Demi sebuah pembangunanisme(developmentalisme) telah terjadi proses okupasi lebih tepatnya perampasan tanah-tanah petani oleh kaum pemodal dengan didukung oleh instansi sipil dan militer. Sasarannya adalah merampas kembali tanah obyek landreform tahun 1960 yang telah dibagikan kepada penggarap dan tanah-tanah adat yang telah dikelola secara komunal.

Pentingnya Reforma Agraria

Digagalkanya program landreform dan digantikannya politik agraria yang bias kepentingan modal terbukti membuat fondasi perekonomian nasional kita menjadi rapuh. Sector industri manufaktur yang dibanggakan mengalami keruntuhan karena tidak didasarkan pada struktur ekonomi dan permodalan yang sehat. Sebaliknya, sector pertanian yang selama ini dikebiri justru menjadi penyelamat sewaktu krisis ekonomi.

Gerakan Reforma agraria timbul akibat adanya ketidakadilan sosial dalam masyarakat pertanian. Reforma agraria yang didalamnya mencakup landreform dapat menjadi sarana untuk meningkatkan produktivitas pertanian melalui rasio lahan dan tenaga kerja. Manfaat tehnologi modern dapat menunjang profuktivitas bila ada pengusahaan lahan per satuan tenaga kerja. Maka konsentrasi penguasaan tanah harus dicegah. Dengan adanya reforma agraria ini tidak sekedar pembagian tanah semata, setelah dilakukan landreform harus ditindaklanjuti dengan program penyediaan kredit, pendidikan dan latihan, penyuluhan, tehnologi dan penyesuaian struktur pasar.

Seperti dibahas di Musyawarah Konsorsium Pembaharuan Agraria tahun 2005.setidaknya ada lima dampak yang menggandakan (multiplier effect) dari pelaksanaan landreform ini yang pada akhirnya mengantarkan pada transisi menuju industrialisasi yang berkelanjutan.

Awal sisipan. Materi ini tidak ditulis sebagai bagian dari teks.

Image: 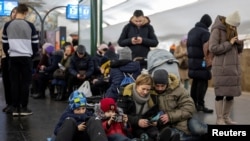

1. Program landreform akan menciptakan pasar atau daya beli. Melalui pemeratan tanah. Maka tercipta kekuatan daya beli yang artinya juga kekuatan pasar sehingga produksi akan berkembang luas.

2. Petani dengan asset tanah yang terjamin akan mampu menciptakan kesejahteraan bagi keluarganya dan menghasilkan surplus untuk ditabung. Sehingga merangsang pembangunan unit-unit usaha lainnya.

3. Berkembangnya ekonomi pedesaan akibat kinerja pertanian yang baik maka pajak di bidang pertanian akan meningkat.

4. Pelaksanaan landreform akan memungkinkan terjadinya proses diferensiasi yang meluas dari pembagian kerja di pedesaan yang tumbuh karena kebutuhan pedesaan itu sendiri.

5. Tanpa landreform tidak akan terjadi investasi di dalam pertanian oleh petani sendiri. Malahan akan terjadi disinvestasi karena banyak petani kehilangan tanah dan kemiskinan makin meluas.akibatnya sector industri kecil dan rumah tangga, perdagangan, jasa dan sirkulasi uang di pedesaan akan melemah dan hanya bisa bergantung dari intervensi modal dari kota. Akibatnya pedesaan akhirnya menjadi sumber pemerasan kota karena desa tunduk pada kepentingan kota.

Landreform adalah prakondisi untuk memasuki sistem ekonomi modern yang berkeadilan Maka pelaksanaan Reforma agraria langkah awal yang harus dilakukan adalah landreform, refoma agraria tanpa landreform sama artinya dengan Revolusi Hijau Jilid ke-2.